At this point, Mackelway's clueless. Well, not literally, since the crime scene is scattered with drawings, scraps of paper and bloody markings on the corpse bearing the killer's signature, a circle with a slash through it (zero, get it?). We, on the other hand, pretty much already know who done it, because it gets done in the chilling opening scene, in which Kingsley firmly establishes his hold on us.
Joined by Fran Kulok (Moss), a Dallas FBI agent with whom Mackelway used to, apparently, have a "thing" (I know, I know, we've seen this before, too), Mackelway is quickly swept up in the pursuit of O'Ryan, dubbed Suspect Zero.
Slowly, as the two draw closer, and as the bodies pile up (along with missing-person faxes on Mackelway's office floor), it becomes less clear who is the hunter and who is the hunted. Is O'Ryan -- a gifted (or cursed) psychic once trained as a "remote viewing" crime solver in a top-secret FBI program -- really Suspect Zero, the mother of all serial killers, and one who can't be profiled? Or is he, like Mackelway, merely looking for that guy, too?

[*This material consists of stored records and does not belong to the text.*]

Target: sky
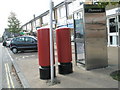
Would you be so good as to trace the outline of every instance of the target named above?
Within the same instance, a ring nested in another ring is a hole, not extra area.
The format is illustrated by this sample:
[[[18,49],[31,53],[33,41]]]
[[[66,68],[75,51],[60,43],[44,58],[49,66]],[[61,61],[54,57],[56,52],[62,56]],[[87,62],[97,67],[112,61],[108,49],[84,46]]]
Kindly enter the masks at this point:
[[[33,19],[33,15],[38,16],[49,10],[50,0],[2,0],[0,1],[0,36],[4,29],[8,27],[8,17],[10,12],[16,14],[21,25]],[[52,0],[58,4],[64,0]]]

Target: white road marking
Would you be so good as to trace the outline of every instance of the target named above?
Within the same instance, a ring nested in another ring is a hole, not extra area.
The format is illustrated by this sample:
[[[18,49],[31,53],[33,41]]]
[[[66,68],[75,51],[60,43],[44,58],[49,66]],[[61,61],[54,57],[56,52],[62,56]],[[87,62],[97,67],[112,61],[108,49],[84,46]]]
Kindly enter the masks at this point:
[[[30,56],[25,56],[25,57],[27,58],[27,57],[30,57]]]
[[[10,57],[11,61],[13,62],[13,58],[11,57],[10,53],[8,52],[8,50],[7,50],[7,49],[6,49],[6,51],[7,51],[8,55],[9,55],[9,57]]]

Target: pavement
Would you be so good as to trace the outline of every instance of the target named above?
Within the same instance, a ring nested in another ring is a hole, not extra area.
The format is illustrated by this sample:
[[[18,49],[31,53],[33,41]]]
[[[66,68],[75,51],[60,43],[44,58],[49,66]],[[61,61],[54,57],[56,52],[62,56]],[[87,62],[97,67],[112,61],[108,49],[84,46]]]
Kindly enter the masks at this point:
[[[74,54],[75,52],[73,46],[73,73],[68,75],[58,74],[58,64],[56,63],[55,80],[59,83],[54,85],[51,85],[50,80],[40,79],[38,56],[36,56],[36,58],[29,58],[27,60],[22,60],[22,58],[21,60],[14,60],[14,66],[17,66],[17,69],[19,68],[18,73],[22,73],[22,78],[20,80],[23,82],[24,88],[118,88],[118,81],[110,77],[110,73],[118,70],[117,47],[108,47],[108,67],[89,71],[85,70],[81,66],[75,65]],[[55,58],[57,61],[56,53]]]
[[[14,72],[13,62],[7,48],[0,43],[0,90],[2,88],[22,88]]]
[[[0,48],[0,55],[2,55],[2,48]],[[0,76],[1,76],[1,78],[0,78],[0,90],[2,89],[2,57],[0,57]]]

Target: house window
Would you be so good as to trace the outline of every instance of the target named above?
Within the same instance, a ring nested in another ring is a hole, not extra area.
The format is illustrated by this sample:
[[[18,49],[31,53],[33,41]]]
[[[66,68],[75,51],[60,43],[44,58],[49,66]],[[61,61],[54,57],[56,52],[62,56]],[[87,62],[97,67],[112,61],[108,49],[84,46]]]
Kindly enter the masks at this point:
[[[118,45],[118,36],[110,36],[110,45]]]
[[[116,32],[115,18],[109,19],[109,27],[110,27],[110,33]]]
[[[118,16],[119,22],[120,22],[120,15]]]
[[[36,20],[36,26],[40,26],[40,19]]]
[[[73,14],[73,4],[68,4],[68,15],[72,15]]]
[[[62,6],[59,8],[59,15],[60,15],[60,18],[63,18],[66,16],[65,6]]]
[[[112,42],[113,42],[112,36],[110,36],[110,45],[112,45]]]
[[[48,23],[48,21],[49,21],[49,16],[48,16],[48,15],[44,16],[44,17],[42,18],[42,20],[43,20],[43,24]]]
[[[118,42],[119,42],[119,41],[118,41],[118,36],[116,36],[116,39],[117,39],[117,45],[118,45]]]

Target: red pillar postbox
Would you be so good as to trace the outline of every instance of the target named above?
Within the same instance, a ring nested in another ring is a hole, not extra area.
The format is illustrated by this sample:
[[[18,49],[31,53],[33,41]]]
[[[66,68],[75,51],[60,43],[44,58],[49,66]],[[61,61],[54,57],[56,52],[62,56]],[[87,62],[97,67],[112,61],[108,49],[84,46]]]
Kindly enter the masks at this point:
[[[58,28],[56,29],[56,44],[59,74],[72,73],[72,50],[70,39],[70,28]]]
[[[50,79],[51,77],[49,36],[50,36],[49,28],[41,28],[37,30],[40,79]],[[54,69],[55,69],[55,66],[54,66]],[[55,76],[55,73],[54,73],[54,76]]]

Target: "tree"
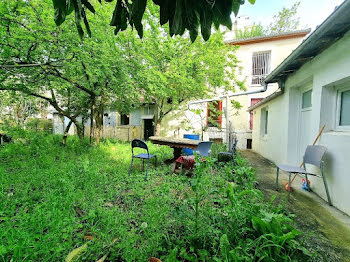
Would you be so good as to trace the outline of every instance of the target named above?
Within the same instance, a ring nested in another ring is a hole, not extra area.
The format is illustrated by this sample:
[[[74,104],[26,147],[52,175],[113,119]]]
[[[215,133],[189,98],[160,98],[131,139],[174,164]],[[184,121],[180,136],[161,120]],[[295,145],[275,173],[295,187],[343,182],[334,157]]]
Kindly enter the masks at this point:
[[[145,20],[150,29],[139,54],[144,61],[144,70],[139,72],[144,96],[158,112],[156,133],[164,117],[183,103],[211,96],[219,89],[243,87],[235,76],[237,47],[224,44],[222,33],[217,31],[207,42],[197,39],[191,44],[186,37],[170,37],[166,27],[159,28],[157,14],[157,7],[150,5]]]
[[[261,24],[253,24],[250,27],[235,31],[235,39],[245,39],[265,35],[265,28]]]
[[[101,3],[101,0],[98,0]],[[113,0],[105,0],[112,2]],[[248,0],[251,4],[255,0]],[[142,18],[146,10],[147,0],[117,0],[110,25],[115,27],[115,34],[126,30],[128,25],[136,28],[138,35],[143,37]],[[232,12],[238,14],[244,0],[153,0],[159,8],[159,23],[168,23],[169,34],[183,35],[188,30],[192,42],[197,38],[199,27],[204,40],[211,34],[212,24],[218,29],[224,25],[231,29]],[[61,25],[66,17],[75,12],[75,24],[81,37],[84,35],[82,21],[88,35],[91,29],[86,10],[95,14],[95,8],[88,0],[53,0],[55,22]]]
[[[126,32],[116,44],[113,33],[105,30],[110,6],[104,5],[91,17],[94,35],[82,42],[72,19],[56,27],[49,6],[49,0],[1,2],[0,90],[47,101],[70,119],[65,133],[74,123],[79,137],[79,116],[89,114],[98,143],[103,109],[129,110],[139,97],[134,86],[141,62],[130,59],[128,52],[135,33]]]
[[[278,14],[274,15],[273,22],[268,26],[267,32],[278,34],[298,29],[300,25],[299,6],[300,2],[295,2],[290,8],[284,7]]]

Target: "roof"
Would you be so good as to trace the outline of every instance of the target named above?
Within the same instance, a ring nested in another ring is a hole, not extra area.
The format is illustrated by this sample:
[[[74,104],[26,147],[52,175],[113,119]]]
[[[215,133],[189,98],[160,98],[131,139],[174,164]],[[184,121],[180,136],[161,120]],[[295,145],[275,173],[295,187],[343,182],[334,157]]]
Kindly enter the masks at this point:
[[[256,44],[256,43],[261,43],[261,42],[269,42],[269,41],[277,41],[277,40],[285,40],[285,39],[291,39],[291,38],[304,37],[310,32],[311,32],[311,29],[308,28],[308,29],[303,29],[303,30],[290,31],[290,32],[271,34],[271,35],[265,35],[265,36],[255,36],[255,37],[250,37],[250,38],[229,40],[229,41],[225,41],[225,44],[250,45],[250,44]]]
[[[263,100],[259,101],[258,103],[252,105],[251,107],[248,108],[248,112],[254,110],[255,108],[262,106],[263,104],[266,104],[272,99],[275,99],[276,97],[280,96],[283,94],[283,91],[281,89],[277,90],[276,92],[272,93],[271,95],[265,97]]]
[[[350,0],[345,0],[265,79],[265,83],[284,80],[312,60],[350,30]]]

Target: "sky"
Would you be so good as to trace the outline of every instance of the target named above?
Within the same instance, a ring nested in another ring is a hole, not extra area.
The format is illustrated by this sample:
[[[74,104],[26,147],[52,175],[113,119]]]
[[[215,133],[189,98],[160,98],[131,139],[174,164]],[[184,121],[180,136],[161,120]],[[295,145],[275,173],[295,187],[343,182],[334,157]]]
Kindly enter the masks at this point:
[[[344,0],[300,0],[299,17],[301,28],[315,29],[321,24]],[[283,7],[292,6],[296,0],[256,0],[251,5],[247,0],[241,6],[238,16],[249,16],[250,20],[262,25],[268,25],[273,16]]]

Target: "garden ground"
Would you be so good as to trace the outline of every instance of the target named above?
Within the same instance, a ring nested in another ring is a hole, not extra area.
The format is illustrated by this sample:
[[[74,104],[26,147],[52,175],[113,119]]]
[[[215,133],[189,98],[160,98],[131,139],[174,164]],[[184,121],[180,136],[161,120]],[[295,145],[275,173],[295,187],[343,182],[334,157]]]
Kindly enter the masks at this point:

The truth is that we're the real prey and that Merhige, working from a script by Zak Penn and Billy Ray, is the one who's reeling us in, with a devilishly alluring Kingsley as the bait.
Is the script conventional? Sure. Have we seen some of these characters and setups a hundred times before? Don't I know it.
Still, with its spooky atmosphere to spare and a riveting central performance by Kingsley, an actor who manages to elicit both terror and sympathy, I was able to forget all those things, basking in the pleasure of my own goose bumps. So, for an hour and a half, will you.
SUSPECT ZERO (R, 100 minutes) -- Contains violence, gore, obscenity, rape and brief nudity. Area theaters.